Wednesday, June 29, 2022

From Ernest Crosby

 “The essential idea of butchery for food is cruel, and you cannot be cruel humanely”

Monday, June 27, 2022

Veganism and Personal Choice

 I have noticed a number of tweets defending animal eating and exploitation as a matter of personal choice. I wanted to give a response.

I think the error might arise out of a confusion between artistic judgments and moral judgments. For tastes in art, we reasonably defer to individual preferences. If I like the movie Eraserhead and my wife detests it. We just assume that we have different tastes and leave it at that. We might say something like “well, each to their own.”

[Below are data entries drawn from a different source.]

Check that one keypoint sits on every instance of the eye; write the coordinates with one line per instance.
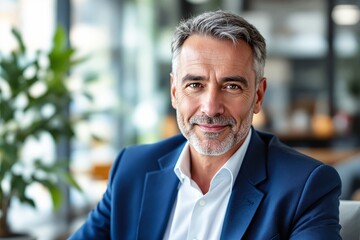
(233, 87)
(194, 85)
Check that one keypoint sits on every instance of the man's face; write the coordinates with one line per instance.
(214, 93)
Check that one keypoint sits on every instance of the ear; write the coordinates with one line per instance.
(173, 91)
(260, 94)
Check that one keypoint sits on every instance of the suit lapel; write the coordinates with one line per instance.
(246, 198)
(158, 198)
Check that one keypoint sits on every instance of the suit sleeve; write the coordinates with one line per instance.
(317, 214)
(97, 224)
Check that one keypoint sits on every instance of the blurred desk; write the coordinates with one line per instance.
(329, 155)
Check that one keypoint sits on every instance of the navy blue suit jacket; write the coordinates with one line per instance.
(278, 194)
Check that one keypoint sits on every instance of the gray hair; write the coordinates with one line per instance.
(224, 26)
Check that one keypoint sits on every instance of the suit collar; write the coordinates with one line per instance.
(159, 194)
(161, 188)
(246, 197)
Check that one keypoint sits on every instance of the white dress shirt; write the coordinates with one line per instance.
(198, 216)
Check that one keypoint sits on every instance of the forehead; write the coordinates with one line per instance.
(208, 52)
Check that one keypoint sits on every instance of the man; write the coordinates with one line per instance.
(224, 180)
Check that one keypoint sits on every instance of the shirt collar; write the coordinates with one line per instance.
(182, 167)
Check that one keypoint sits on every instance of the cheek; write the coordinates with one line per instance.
(186, 105)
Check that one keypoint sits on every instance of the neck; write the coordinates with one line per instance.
(203, 168)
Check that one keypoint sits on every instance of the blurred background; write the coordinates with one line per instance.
(312, 102)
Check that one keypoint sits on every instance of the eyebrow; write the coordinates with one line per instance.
(235, 78)
(190, 77)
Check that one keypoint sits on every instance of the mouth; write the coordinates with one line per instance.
(212, 128)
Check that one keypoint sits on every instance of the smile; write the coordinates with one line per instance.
(214, 128)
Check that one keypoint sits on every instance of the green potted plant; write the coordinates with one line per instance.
(27, 113)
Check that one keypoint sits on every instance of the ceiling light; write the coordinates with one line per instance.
(346, 14)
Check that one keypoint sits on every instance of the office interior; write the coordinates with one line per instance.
(312, 102)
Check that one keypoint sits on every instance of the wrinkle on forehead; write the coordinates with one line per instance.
(205, 53)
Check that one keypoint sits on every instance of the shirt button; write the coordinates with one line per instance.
(202, 203)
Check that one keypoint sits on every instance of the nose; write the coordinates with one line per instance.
(212, 103)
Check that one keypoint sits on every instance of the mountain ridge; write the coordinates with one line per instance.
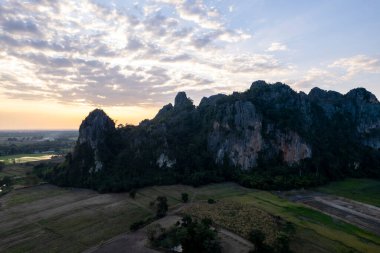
(269, 130)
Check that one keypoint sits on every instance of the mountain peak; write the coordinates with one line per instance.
(182, 100)
(361, 94)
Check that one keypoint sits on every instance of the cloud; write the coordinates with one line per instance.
(277, 46)
(80, 52)
(16, 26)
(357, 64)
(316, 77)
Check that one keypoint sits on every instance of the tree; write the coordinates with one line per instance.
(185, 197)
(257, 238)
(132, 193)
(162, 206)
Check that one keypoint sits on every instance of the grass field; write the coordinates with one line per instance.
(324, 234)
(71, 220)
(24, 158)
(359, 189)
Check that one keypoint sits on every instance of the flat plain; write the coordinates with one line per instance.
(43, 217)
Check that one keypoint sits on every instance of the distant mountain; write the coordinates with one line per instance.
(267, 137)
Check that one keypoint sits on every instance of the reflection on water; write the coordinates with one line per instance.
(25, 159)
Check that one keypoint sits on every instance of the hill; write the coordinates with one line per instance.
(268, 137)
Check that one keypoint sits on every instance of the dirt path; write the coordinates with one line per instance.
(356, 213)
(136, 242)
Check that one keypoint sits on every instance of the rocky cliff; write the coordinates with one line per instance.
(93, 133)
(269, 124)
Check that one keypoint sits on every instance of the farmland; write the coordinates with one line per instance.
(359, 189)
(75, 219)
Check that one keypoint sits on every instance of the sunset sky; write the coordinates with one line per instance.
(61, 59)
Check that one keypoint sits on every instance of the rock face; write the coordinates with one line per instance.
(266, 126)
(93, 132)
(238, 135)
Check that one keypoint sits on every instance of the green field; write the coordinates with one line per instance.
(23, 158)
(359, 189)
(71, 220)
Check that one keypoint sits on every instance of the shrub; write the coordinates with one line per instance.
(162, 206)
(132, 193)
(211, 201)
(136, 225)
(185, 197)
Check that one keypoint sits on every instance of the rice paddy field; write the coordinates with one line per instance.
(46, 218)
(360, 189)
(24, 158)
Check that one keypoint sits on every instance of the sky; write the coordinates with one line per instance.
(61, 59)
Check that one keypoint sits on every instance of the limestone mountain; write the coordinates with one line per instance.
(268, 132)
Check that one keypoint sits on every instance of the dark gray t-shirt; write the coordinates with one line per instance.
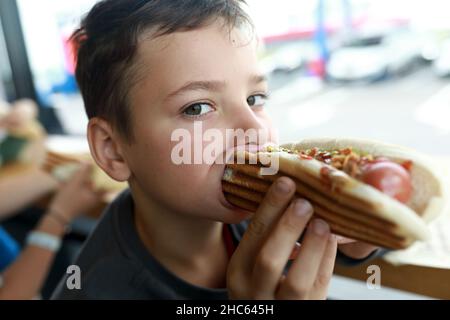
(115, 264)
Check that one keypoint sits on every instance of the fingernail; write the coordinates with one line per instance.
(320, 227)
(283, 187)
(302, 208)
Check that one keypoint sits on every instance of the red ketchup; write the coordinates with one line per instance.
(390, 178)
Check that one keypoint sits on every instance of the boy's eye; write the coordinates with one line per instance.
(258, 100)
(198, 109)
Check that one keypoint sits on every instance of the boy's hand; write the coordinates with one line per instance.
(256, 270)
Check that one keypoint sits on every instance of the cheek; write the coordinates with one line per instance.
(165, 181)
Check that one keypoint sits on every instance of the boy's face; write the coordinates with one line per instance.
(208, 75)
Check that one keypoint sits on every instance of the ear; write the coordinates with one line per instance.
(106, 150)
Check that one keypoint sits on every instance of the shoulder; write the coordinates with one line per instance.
(105, 268)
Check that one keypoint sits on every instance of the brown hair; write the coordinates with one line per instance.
(107, 40)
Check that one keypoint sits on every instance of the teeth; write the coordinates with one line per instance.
(242, 189)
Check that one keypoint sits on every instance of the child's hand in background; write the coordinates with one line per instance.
(77, 196)
(256, 270)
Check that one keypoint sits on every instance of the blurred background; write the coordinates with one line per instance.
(369, 68)
(361, 68)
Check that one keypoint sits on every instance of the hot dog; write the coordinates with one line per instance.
(365, 190)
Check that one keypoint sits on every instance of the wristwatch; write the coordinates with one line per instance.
(44, 240)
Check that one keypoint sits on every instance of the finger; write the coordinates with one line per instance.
(295, 252)
(273, 205)
(303, 272)
(325, 273)
(83, 175)
(275, 253)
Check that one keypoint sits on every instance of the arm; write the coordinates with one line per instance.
(24, 278)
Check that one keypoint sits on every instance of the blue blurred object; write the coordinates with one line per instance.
(9, 250)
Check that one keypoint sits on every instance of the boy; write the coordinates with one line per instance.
(147, 68)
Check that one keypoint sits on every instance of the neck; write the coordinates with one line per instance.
(192, 248)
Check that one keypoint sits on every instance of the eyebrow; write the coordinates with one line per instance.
(211, 85)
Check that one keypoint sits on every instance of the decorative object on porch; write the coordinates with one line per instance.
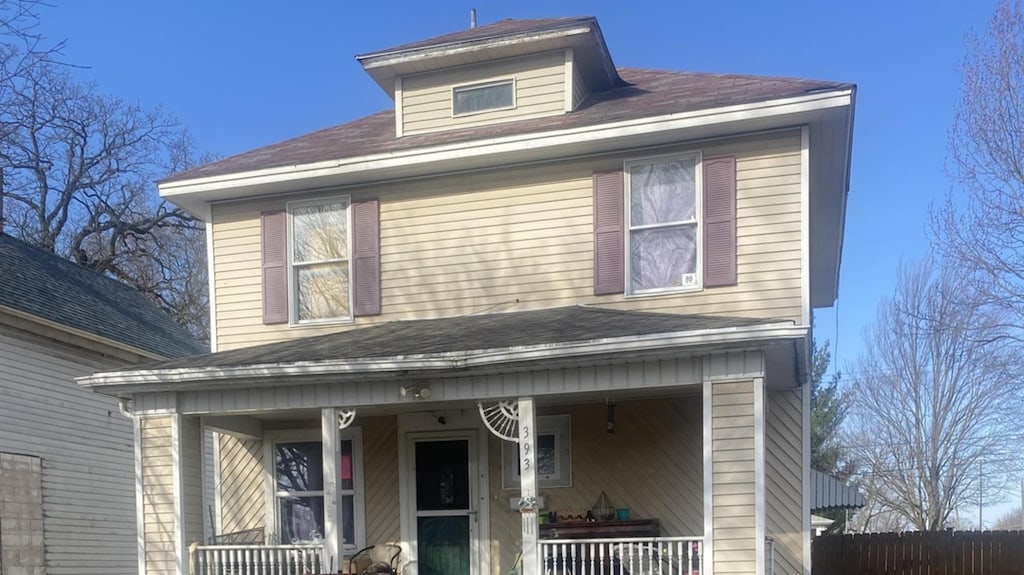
(382, 558)
(345, 417)
(502, 418)
(603, 510)
(417, 391)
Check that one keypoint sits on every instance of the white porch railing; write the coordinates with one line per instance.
(640, 556)
(258, 560)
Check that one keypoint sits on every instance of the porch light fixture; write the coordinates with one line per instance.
(418, 391)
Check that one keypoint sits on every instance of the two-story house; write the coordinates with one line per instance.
(538, 279)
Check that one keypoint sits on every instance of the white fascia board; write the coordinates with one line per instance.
(540, 144)
(451, 360)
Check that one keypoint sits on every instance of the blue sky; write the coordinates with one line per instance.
(246, 74)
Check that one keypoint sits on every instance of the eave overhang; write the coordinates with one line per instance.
(126, 383)
(583, 36)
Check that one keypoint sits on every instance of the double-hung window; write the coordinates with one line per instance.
(298, 494)
(663, 209)
(318, 255)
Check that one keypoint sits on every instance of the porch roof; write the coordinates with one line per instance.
(453, 343)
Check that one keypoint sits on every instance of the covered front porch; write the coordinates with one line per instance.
(479, 468)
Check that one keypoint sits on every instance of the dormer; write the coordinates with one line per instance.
(504, 72)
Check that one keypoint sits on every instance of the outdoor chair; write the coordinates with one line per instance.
(379, 559)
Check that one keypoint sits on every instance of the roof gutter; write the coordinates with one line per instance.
(535, 142)
(448, 360)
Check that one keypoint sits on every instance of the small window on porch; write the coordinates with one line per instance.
(554, 455)
(298, 490)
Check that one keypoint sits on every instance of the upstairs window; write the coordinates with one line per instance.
(482, 97)
(662, 215)
(320, 260)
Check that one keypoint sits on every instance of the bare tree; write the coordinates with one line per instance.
(935, 413)
(981, 225)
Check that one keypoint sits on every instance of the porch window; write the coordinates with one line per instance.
(320, 260)
(553, 455)
(662, 215)
(299, 491)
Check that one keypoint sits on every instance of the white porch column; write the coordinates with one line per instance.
(333, 518)
(527, 486)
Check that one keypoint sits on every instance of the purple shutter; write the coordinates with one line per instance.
(274, 250)
(609, 268)
(720, 221)
(366, 258)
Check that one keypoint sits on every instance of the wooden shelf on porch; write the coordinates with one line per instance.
(600, 529)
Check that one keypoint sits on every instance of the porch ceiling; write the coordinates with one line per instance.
(459, 343)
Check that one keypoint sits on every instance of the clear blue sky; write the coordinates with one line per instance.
(244, 74)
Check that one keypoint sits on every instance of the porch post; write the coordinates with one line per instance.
(186, 470)
(527, 487)
(333, 518)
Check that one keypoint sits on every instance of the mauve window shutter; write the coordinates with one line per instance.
(273, 231)
(609, 257)
(720, 221)
(366, 258)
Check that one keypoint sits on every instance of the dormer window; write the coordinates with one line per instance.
(486, 96)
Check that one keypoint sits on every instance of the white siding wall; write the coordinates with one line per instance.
(86, 446)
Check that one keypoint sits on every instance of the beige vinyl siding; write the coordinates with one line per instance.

Many people assume that the same argument applies to moral choice, that morality is somehow simply a matter of individual preference. But a moment’s reflection will show that this cannot be. You can’t, or at least shouldn’t, believe that the morality of murder is a matter of personal choice. 

Morality, by its very nature, is about how we behave towards others in the context of a society. It would be bizarre to say that in a personal relationship only my interests matter. Indeed, the prerequisite for a healthy relationship is attention to the interests of others. Thus, morality is about the totality of relationships and in it we must weigh the interests of others. In artistic judgments we really don’t need to justify our tastes, but in moral judgments we need to have arguments why one course of action is moral and another is not.

Thus, when meat eaters say that their enjoyment of eating animals is sufficient justification, their argument fails to take into account the interests of the sentient animal, that is capable of feeling pain and has value in its own life.

Thursday, June 16, 2022

The Unselfish Mind (Part 7)

 Luria’s mentor, Vygotsky, died of tuberculosis in 1934. Around this time his work fell out of favor with Soviet authorities and, until 1956, three years after Stalin’s death, his books were banned. Luria continued to research and publish but refocused his work onto more strictly neurological topics.

While a Marxist, Vygotsky’s approach was too heterodox for the new Stalinist orthodoxy. Vygotsky had read widely in a number of languages and his writing bears the influence of thinkers such as William James, Jean Piaget, and Spinoza. Moreover, Vygotsky’s cultural psychology was accused of chauvinism. It was claimed that his theories devalued the thinking of peasants and workers.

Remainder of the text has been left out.